Tara grabbed my bloody hand.
“We need to wash this out,” she said, her voice deeper than memory served. “Could have glass bits stuck in there.”
I gaped at her, brain short-circuiting as I tried to connect this grown woman to the teenager from twelve years back. The teenager I’d nearly...
The cemetery was quiet except for the soft sound of sobbing. Tara in the black dress that was too big for her stood across from me, Jimmy’s coffin between us like a barrier.
I found her alone behind the church afterward, her face streaked with tears, her thin shoulders shaking. I didn’t know what to say, what to do. I just knew I couldn’t leave her alone.
“Tara,” I said, and she looked up at me. And for one insane second, one grief-drunk, pain-filled second, I almost kissed her...

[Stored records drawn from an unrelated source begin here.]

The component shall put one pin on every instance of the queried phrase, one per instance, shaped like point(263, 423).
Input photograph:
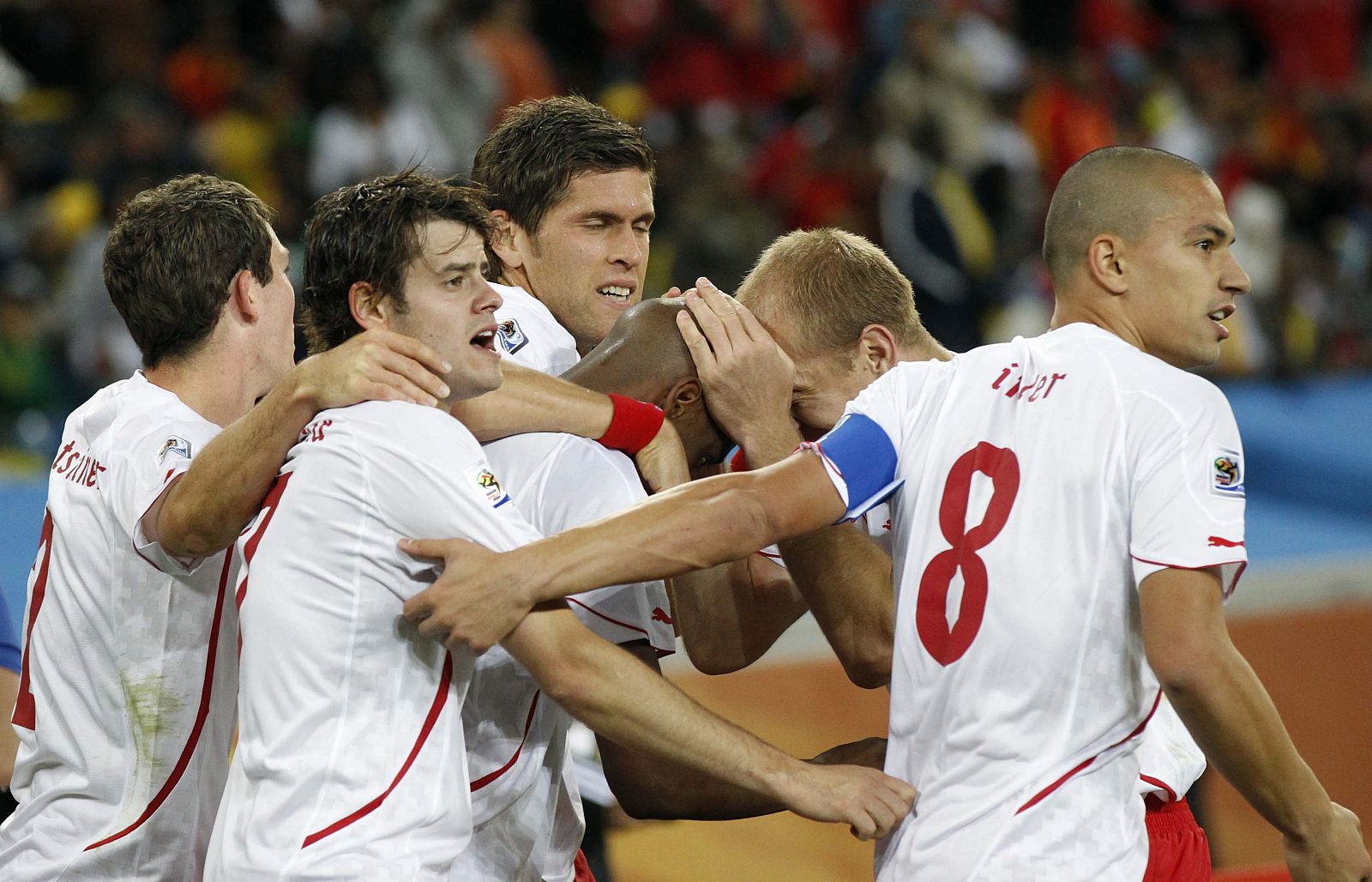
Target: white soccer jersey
point(530, 335)
point(525, 799)
point(1038, 482)
point(350, 760)
point(127, 689)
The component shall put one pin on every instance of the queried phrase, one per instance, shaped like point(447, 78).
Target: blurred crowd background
point(937, 128)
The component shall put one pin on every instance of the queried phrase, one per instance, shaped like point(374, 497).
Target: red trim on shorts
point(528, 723)
point(439, 699)
point(1047, 790)
point(178, 770)
point(1159, 785)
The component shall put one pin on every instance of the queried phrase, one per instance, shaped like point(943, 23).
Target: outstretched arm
point(628, 703)
point(482, 595)
point(651, 788)
point(203, 510)
point(1231, 716)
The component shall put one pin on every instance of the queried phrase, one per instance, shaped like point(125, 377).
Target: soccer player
point(1065, 506)
point(125, 703)
point(523, 802)
point(573, 190)
point(350, 760)
point(844, 317)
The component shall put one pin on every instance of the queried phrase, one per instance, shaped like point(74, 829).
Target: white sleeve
point(585, 482)
point(143, 474)
point(1187, 486)
point(438, 486)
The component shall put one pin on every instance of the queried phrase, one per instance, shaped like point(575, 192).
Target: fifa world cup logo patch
point(1227, 473)
point(511, 335)
point(489, 486)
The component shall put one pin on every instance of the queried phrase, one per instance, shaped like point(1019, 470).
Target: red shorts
point(1177, 848)
point(583, 870)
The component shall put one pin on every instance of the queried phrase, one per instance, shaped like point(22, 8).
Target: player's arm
point(841, 575)
point(623, 699)
point(530, 400)
point(729, 616)
point(203, 510)
point(482, 595)
point(651, 788)
point(1228, 712)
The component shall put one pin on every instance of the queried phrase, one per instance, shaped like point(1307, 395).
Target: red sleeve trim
point(439, 699)
point(1039, 797)
point(202, 713)
point(1159, 785)
point(528, 723)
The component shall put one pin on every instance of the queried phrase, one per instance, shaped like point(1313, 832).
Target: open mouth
point(486, 340)
point(617, 293)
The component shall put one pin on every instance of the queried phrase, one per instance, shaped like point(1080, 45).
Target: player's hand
point(662, 465)
point(473, 603)
point(869, 752)
point(374, 365)
point(747, 378)
point(870, 802)
point(1337, 855)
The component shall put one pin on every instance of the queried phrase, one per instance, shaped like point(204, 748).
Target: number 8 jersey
point(1035, 486)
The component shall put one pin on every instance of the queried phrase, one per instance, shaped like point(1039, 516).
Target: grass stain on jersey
point(153, 713)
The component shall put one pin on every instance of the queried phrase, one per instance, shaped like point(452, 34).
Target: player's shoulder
point(400, 422)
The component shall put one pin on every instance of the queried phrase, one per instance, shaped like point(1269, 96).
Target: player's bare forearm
point(631, 705)
point(729, 616)
point(206, 509)
point(482, 595)
point(533, 402)
point(1227, 710)
point(845, 578)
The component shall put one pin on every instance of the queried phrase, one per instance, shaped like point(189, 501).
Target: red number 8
point(947, 644)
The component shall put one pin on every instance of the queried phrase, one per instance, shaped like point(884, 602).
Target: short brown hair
point(370, 233)
point(829, 285)
point(528, 162)
point(172, 255)
point(1113, 190)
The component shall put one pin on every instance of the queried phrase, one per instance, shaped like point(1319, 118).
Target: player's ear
point(244, 296)
point(508, 239)
point(1106, 264)
point(877, 349)
point(370, 306)
point(683, 397)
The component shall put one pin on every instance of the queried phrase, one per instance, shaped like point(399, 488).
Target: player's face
point(589, 257)
point(1184, 279)
point(452, 308)
point(279, 315)
point(825, 382)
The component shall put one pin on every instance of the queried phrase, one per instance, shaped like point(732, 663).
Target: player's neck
point(217, 389)
point(1090, 311)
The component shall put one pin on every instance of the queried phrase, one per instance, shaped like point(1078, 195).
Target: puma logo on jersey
point(511, 335)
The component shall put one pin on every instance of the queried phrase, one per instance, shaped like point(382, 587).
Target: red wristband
point(633, 425)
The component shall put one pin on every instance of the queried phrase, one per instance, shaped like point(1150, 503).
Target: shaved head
point(642, 356)
point(1113, 190)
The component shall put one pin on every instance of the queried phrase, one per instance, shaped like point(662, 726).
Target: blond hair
point(829, 285)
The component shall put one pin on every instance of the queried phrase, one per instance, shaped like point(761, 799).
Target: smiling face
point(1183, 278)
point(450, 306)
point(587, 263)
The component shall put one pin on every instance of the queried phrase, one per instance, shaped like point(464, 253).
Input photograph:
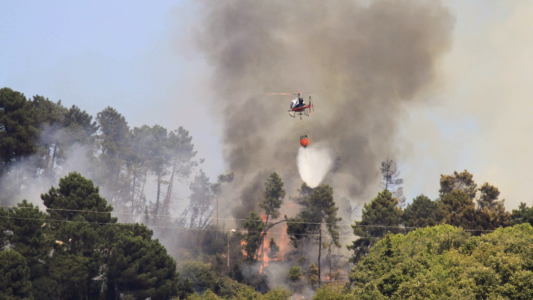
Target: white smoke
point(314, 162)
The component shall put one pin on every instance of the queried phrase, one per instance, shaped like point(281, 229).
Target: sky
point(139, 58)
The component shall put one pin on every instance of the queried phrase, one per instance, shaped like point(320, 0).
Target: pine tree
point(14, 276)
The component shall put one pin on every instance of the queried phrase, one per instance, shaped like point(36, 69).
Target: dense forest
point(89, 210)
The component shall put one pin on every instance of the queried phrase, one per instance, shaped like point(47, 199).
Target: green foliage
point(421, 213)
point(523, 214)
point(488, 197)
point(458, 181)
point(379, 216)
point(458, 209)
point(274, 249)
point(18, 128)
point(332, 292)
point(73, 198)
point(14, 276)
point(140, 266)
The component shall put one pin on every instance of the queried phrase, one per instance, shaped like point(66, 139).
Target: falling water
point(314, 162)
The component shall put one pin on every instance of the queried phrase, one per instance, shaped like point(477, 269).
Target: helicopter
point(298, 105)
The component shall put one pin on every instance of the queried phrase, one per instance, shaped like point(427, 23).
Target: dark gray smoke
point(365, 60)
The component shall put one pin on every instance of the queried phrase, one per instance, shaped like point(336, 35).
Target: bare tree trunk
point(216, 234)
point(166, 204)
point(158, 192)
point(263, 242)
point(133, 192)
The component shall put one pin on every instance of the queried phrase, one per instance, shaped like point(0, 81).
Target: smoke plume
point(365, 60)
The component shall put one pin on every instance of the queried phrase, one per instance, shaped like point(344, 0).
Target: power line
point(293, 222)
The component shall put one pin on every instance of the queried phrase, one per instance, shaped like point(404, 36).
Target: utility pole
point(233, 230)
point(216, 234)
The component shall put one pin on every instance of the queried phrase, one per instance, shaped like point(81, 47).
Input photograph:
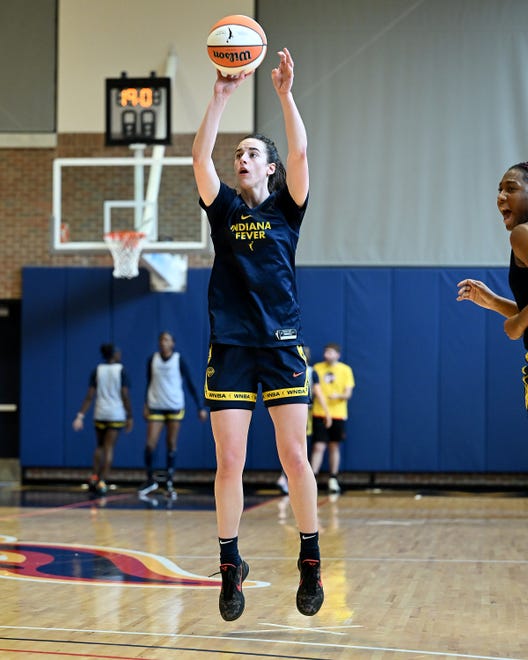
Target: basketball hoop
point(125, 247)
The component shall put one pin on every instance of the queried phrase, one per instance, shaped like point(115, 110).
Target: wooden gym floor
point(407, 576)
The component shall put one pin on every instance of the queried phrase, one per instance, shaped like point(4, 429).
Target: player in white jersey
point(167, 373)
point(109, 384)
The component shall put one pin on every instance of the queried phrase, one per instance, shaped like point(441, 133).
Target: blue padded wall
point(438, 384)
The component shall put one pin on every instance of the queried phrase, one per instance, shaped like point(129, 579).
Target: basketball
point(236, 44)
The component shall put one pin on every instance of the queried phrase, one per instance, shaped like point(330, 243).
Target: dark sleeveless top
point(518, 281)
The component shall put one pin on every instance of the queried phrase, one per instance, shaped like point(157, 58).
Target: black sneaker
point(148, 487)
point(231, 602)
point(171, 493)
point(310, 594)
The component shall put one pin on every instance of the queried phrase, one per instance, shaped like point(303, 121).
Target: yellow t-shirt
point(333, 379)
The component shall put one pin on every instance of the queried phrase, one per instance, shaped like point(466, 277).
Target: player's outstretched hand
point(475, 291)
point(282, 76)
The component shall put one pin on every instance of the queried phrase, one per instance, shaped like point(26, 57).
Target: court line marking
point(411, 560)
point(256, 640)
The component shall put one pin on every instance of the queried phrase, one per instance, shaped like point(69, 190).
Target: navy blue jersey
point(252, 289)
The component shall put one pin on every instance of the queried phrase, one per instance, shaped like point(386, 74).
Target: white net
point(125, 247)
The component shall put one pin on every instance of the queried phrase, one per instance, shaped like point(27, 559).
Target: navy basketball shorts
point(156, 415)
point(525, 381)
point(234, 373)
point(102, 425)
point(336, 433)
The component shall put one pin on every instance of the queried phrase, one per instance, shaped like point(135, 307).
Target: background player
point(167, 374)
point(337, 383)
point(512, 202)
point(109, 383)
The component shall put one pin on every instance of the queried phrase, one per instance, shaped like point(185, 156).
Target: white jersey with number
point(165, 390)
point(108, 381)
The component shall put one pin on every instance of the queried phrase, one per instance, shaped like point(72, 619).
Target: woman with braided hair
point(512, 202)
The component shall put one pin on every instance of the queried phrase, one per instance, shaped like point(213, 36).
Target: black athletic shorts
point(234, 373)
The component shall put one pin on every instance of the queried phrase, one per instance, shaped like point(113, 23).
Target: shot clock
point(138, 110)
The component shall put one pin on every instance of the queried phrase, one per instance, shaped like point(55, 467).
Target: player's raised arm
point(202, 151)
point(297, 177)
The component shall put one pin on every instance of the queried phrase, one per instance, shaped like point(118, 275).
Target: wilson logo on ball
point(236, 44)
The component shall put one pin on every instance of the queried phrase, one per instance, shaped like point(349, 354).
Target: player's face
point(166, 344)
point(251, 163)
point(331, 355)
point(512, 199)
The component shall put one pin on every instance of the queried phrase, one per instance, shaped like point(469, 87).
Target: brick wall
point(26, 201)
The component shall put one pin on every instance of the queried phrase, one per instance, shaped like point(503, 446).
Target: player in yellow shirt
point(337, 383)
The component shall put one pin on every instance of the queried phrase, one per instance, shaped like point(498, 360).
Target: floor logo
point(74, 563)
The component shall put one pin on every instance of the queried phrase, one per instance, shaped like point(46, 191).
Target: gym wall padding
point(438, 383)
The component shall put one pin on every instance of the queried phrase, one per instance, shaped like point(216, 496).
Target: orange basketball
point(236, 44)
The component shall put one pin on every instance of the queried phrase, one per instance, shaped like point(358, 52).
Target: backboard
point(155, 195)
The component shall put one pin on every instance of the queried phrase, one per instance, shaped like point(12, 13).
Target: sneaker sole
point(228, 616)
point(150, 489)
point(313, 607)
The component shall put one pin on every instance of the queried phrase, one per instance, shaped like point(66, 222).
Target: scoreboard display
point(138, 111)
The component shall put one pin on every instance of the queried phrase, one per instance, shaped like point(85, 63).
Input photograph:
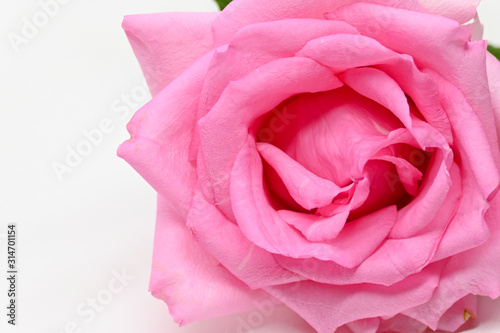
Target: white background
point(75, 234)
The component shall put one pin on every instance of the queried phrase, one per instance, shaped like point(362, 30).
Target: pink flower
point(338, 156)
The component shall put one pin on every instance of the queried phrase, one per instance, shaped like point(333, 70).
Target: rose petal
point(441, 45)
point(462, 11)
point(242, 13)
point(263, 226)
point(430, 200)
point(224, 130)
point(471, 272)
point(161, 133)
point(309, 190)
point(401, 323)
point(167, 43)
point(462, 312)
point(394, 260)
point(326, 307)
point(408, 174)
point(258, 44)
point(471, 141)
point(493, 69)
point(225, 241)
point(343, 52)
point(334, 133)
point(182, 270)
point(381, 88)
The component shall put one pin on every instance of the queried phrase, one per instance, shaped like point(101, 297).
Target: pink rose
point(337, 156)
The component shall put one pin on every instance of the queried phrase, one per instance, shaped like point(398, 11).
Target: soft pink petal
point(440, 44)
point(342, 52)
point(192, 282)
point(242, 13)
point(224, 130)
point(309, 190)
point(471, 272)
point(493, 67)
point(263, 226)
point(471, 141)
point(401, 323)
point(327, 307)
point(368, 325)
point(468, 228)
point(463, 311)
point(161, 133)
point(316, 228)
point(334, 133)
point(257, 44)
point(394, 260)
point(408, 174)
point(462, 11)
point(381, 88)
point(225, 241)
point(167, 43)
point(430, 200)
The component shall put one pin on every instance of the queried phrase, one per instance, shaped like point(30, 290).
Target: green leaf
point(223, 3)
point(495, 51)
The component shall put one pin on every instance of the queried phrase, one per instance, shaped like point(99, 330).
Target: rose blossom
point(337, 156)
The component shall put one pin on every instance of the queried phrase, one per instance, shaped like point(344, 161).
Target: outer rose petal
point(327, 307)
point(161, 133)
point(472, 272)
point(183, 270)
point(224, 130)
point(245, 12)
point(493, 70)
point(441, 45)
point(462, 11)
point(167, 43)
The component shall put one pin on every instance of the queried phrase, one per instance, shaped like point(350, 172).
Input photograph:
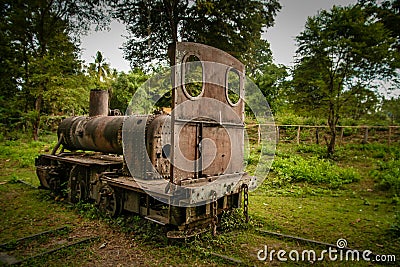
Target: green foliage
point(232, 26)
point(312, 170)
point(43, 72)
point(391, 109)
point(340, 53)
point(388, 175)
point(124, 87)
point(395, 227)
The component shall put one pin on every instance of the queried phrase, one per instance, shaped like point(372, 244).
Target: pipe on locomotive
point(98, 132)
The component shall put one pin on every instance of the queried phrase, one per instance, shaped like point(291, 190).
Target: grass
point(301, 197)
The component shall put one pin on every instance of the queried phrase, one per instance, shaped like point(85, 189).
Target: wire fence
point(307, 134)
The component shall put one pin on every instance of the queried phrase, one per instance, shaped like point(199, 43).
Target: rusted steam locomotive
point(180, 169)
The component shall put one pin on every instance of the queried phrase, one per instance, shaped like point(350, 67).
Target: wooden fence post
point(341, 135)
point(277, 134)
point(365, 141)
point(298, 135)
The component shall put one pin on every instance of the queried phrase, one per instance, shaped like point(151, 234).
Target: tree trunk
point(36, 122)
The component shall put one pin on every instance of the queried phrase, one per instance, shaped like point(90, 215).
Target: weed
point(388, 175)
point(312, 170)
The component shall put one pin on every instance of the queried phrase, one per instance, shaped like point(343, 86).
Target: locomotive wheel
point(76, 185)
point(109, 201)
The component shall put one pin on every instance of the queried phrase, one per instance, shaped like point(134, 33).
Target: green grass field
point(355, 196)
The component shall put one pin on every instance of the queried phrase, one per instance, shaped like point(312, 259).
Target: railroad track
point(38, 245)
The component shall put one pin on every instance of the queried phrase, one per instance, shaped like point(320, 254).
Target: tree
point(233, 26)
point(389, 14)
point(268, 77)
point(391, 108)
point(124, 87)
point(339, 50)
point(41, 36)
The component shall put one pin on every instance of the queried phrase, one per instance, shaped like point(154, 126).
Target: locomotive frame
point(97, 167)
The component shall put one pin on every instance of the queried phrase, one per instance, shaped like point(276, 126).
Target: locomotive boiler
point(181, 169)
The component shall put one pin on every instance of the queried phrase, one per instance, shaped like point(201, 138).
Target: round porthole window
point(233, 86)
point(192, 76)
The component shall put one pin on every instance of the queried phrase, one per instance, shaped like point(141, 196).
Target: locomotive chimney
point(98, 105)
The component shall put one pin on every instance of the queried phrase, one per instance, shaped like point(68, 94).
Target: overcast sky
point(288, 24)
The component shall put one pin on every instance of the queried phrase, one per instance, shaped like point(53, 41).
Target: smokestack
point(98, 105)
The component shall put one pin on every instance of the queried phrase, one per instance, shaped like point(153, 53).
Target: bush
point(388, 175)
point(314, 171)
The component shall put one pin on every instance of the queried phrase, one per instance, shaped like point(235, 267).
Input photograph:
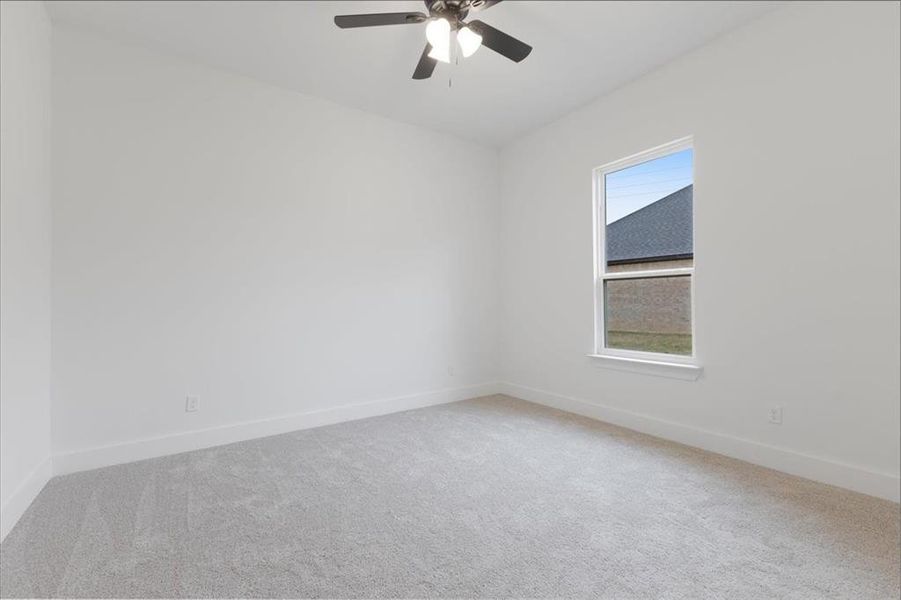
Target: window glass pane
point(648, 213)
point(651, 314)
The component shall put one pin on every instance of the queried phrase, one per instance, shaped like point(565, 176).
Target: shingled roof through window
point(659, 231)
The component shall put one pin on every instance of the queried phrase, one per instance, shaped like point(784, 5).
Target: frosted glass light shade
point(469, 41)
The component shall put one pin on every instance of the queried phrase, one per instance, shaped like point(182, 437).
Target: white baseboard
point(104, 456)
point(13, 509)
point(852, 477)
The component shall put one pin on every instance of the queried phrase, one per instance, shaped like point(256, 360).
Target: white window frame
point(655, 363)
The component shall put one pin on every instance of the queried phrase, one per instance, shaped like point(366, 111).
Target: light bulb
point(469, 41)
point(438, 34)
point(439, 53)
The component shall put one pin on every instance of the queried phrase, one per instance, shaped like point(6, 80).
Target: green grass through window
point(667, 343)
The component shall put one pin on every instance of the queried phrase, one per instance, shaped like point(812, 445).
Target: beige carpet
point(492, 497)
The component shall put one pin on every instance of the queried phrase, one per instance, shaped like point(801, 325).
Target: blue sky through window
point(635, 187)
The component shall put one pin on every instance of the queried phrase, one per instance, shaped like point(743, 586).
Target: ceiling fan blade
point(500, 42)
point(426, 64)
point(373, 20)
point(477, 5)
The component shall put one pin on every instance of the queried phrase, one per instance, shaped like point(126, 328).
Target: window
point(644, 273)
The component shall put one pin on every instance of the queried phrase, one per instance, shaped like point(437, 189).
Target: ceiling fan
point(445, 22)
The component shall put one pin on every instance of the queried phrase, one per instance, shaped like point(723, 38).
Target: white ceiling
point(582, 50)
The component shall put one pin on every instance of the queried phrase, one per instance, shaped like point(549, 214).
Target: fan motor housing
point(457, 9)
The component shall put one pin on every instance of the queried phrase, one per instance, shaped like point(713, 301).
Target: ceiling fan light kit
point(444, 25)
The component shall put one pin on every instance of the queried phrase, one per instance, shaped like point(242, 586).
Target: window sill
point(656, 368)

“Mr. McCrae?” Tara’s voice cut through my thoughts, all business and ice-cold distance. “If you’ll follow me, we can get this taken care of.”
I nodded, my mouth suddenly useless. Leo moved to tag along, but Hank blocked him.
“I’m sure your friend is in good hands with Dr. Swanson,” he said. “Why don’t you tell me about your first impressions of Miami?”
Leo froze, his eyes finding mine for direction. I gave him the tiniest nod.I’m fine. Go.
He surrendered to Hank’s guidance, throwing worried looks over his shoulder as he went. I trailed behind Tara through the crowd, feeling every damn eyeball in the room drilling into my back.
She brought me to a small study off the main foyer, shutting the door with a click that might as well have been a prison cell locking. The whole place reeked of dusty books and unspoken accusations.
“Sit,” she said, gesturing to a leather armchair.
I obeyed, dropping into the chair while she dug through a desk drawer and pulled out a first aid kit. She snapped on latex gloves, then kneeled in front of me and took my bleeding hand.